The temple in La'ie was built primarily by Hawaiians, Reid said, and opened in 1919.
The next large immigration, of hundreds of Samoans, occurred after World War II, when military recruiters found a willing work force from Samoa, Reid said.
Tiva Aga was just 3 years old in 1951 when her family sailed from Pago Pago to the former Barbers Point Naval Air Station in Kalaeloa aboard the USS Jackson.
"It was after the war, and the Navy came to Samoa to recruit," Aga said. "They called it 'fita fita' — the barefoot Navy — and my father was one of the first fita fita in American Samoa."
All of the sailors from Samoa and their families made the trip aboard the Navy warship, including Aga, her mother, two sisters and a brother.
Today in American Samoa, Aga said, Hawai'i is still considered "the land of opportunity, as they say, the land of milk and honey."
So those who live in Hawai'i are obligated to regularly send money and goods back home in a practice called "alofa."
"It means caring for our families," Aga said.
For the most part, Samoans in Hawai'i remain blue-collar workers, said Jonathon Okamura, an associate professor of ethnic studies at the University of Hawai'i.
"They're clearly among the working class, like Filipinos, like Hawaiians," Okamura said. "But they're even more disadvantaged in terms of occupational status and low levels of income and college completion."
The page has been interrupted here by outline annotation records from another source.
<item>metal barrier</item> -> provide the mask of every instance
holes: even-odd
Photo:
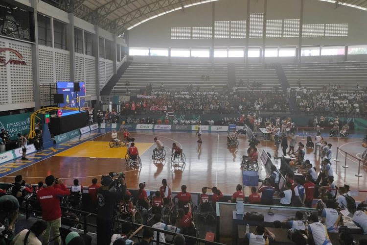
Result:
[[[364,163],[364,160],[363,159],[361,159],[361,158],[359,158],[359,157],[356,157],[355,156],[353,156],[353,155],[350,154],[349,153],[348,153],[346,151],[345,151],[342,150],[342,149],[341,149],[339,147],[337,147],[336,158],[335,159],[334,159],[334,161],[335,162],[338,162],[338,161],[339,161],[339,160],[338,158],[338,153],[339,153],[339,151],[341,152],[341,154],[342,153],[344,153],[344,155],[345,156],[345,158],[344,158],[344,165],[342,166],[342,167],[343,167],[343,168],[344,168],[344,169],[347,169],[347,168],[348,168],[349,166],[346,165],[346,161],[347,161],[347,159],[348,159],[348,156],[349,156],[352,157],[353,158],[354,158],[354,159],[355,159],[355,160],[358,161],[358,173],[357,173],[356,174],[355,174],[355,176],[356,177],[362,177],[362,175],[361,174],[361,162],[362,162],[362,163]],[[351,160],[351,159],[350,159],[350,160]]]
[[[29,213],[30,212],[34,212],[35,213],[41,213],[42,214],[42,212],[40,211],[39,210],[35,210],[33,209],[31,209],[28,208],[29,204],[30,202],[33,202],[38,203],[38,201],[36,200],[29,200],[28,199],[25,199],[23,197],[19,197],[19,199],[23,199],[23,200],[25,201],[25,207],[23,207],[22,205],[20,205],[19,209],[21,210],[23,210],[25,212],[25,219],[26,220],[28,220],[30,218]],[[82,221],[80,220],[71,220],[70,219],[67,218],[66,217],[62,217],[63,219],[65,219],[65,220],[69,220],[72,221],[73,222],[74,222],[76,223],[79,223],[81,224],[82,225],[83,228],[83,231],[85,234],[87,234],[88,232],[88,227],[97,227],[97,225],[95,224],[92,224],[91,223],[88,223],[87,221],[87,217],[95,217],[96,219],[97,215],[96,214],[94,214],[93,213],[90,213],[88,212],[85,212],[77,209],[74,209],[72,208],[68,208],[67,207],[64,207],[64,206],[61,206],[62,210],[68,210],[69,211],[72,211],[74,213],[77,213],[77,214],[80,214],[83,216]],[[40,217],[38,217],[37,216],[35,216],[34,218],[36,218],[37,219],[41,219]],[[115,220],[115,221],[116,220]],[[161,230],[160,229],[157,229],[155,228],[153,228],[151,226],[148,226],[147,225],[141,225],[140,224],[137,224],[135,223],[133,223],[132,222],[130,222],[129,221],[125,220],[117,220],[116,221],[124,223],[124,222],[131,222],[133,224],[133,227],[134,227],[134,229],[136,230],[135,232],[133,232],[131,236],[130,236],[130,237],[129,237],[129,239],[131,239],[133,237],[137,238],[139,240],[142,239],[142,237],[141,236],[139,236],[138,235],[138,232],[141,230],[142,229],[147,227],[151,230],[152,230],[153,231],[157,232],[157,236],[156,237],[157,238],[157,240],[154,240],[153,239],[152,241],[155,242],[155,244],[156,244],[156,245],[160,245],[161,244],[163,244],[165,245],[171,245],[171,244],[167,243],[162,243],[161,242],[160,242],[159,241],[160,239],[160,234],[161,233],[162,233],[164,234],[167,234],[167,235],[171,235],[174,236],[174,237],[178,234],[178,233],[176,233],[175,232],[171,232],[170,231],[166,231],[166,230]],[[71,228],[71,227],[70,227]],[[197,245],[200,245],[200,244],[205,244],[205,245],[223,245],[223,244],[221,244],[219,243],[214,242],[211,242],[210,241],[206,240],[205,239],[202,239],[201,238],[199,238],[197,237],[191,237],[190,236],[188,236],[187,235],[184,235],[181,234],[183,236],[184,236],[185,238],[185,240],[186,241],[187,241],[188,240],[189,240],[190,241],[194,241],[195,243]],[[216,238],[216,241],[219,241],[219,238]]]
Of course, there are many examples of successful Island people of Samoan descent, including Honolulu Mayor Mufi Hannemann, the head of Hawai'i's police union, a police commissioner, a former Circuit Court judge and a state senator.
Max Sword, who became Honolulu's first police commissioner of Samoan ancestry this year, comes from the prominent Haleck family that owns several businesses in Pago Pago and traces its roots to Independent Samoa, which is still referred to by many Samoans as Western Samoa.
Sword left behind his family and came to Honolulu in the 1960s to attend Punahou School.
He now works for Outrigger Hotels & Resorts, but retains his Samoan cultural roots and has the title of high chief.
"It's the matai system, which basically means to support everybody else," Sword said. "If a family needs help, I jump in. If someone is destitute or loses a job or needs help, we all pitch in to help."
It's those kinds of cultural values that will be at work Sunday, as Samoans grieve for the dead.
"We'll pray for the situation in Samoa," said the Rev. Faulalo Leti of Samoan Wesleyan Methodist Church in Wai'anae. "But White Sunday is about our children. It's about our youth and our future."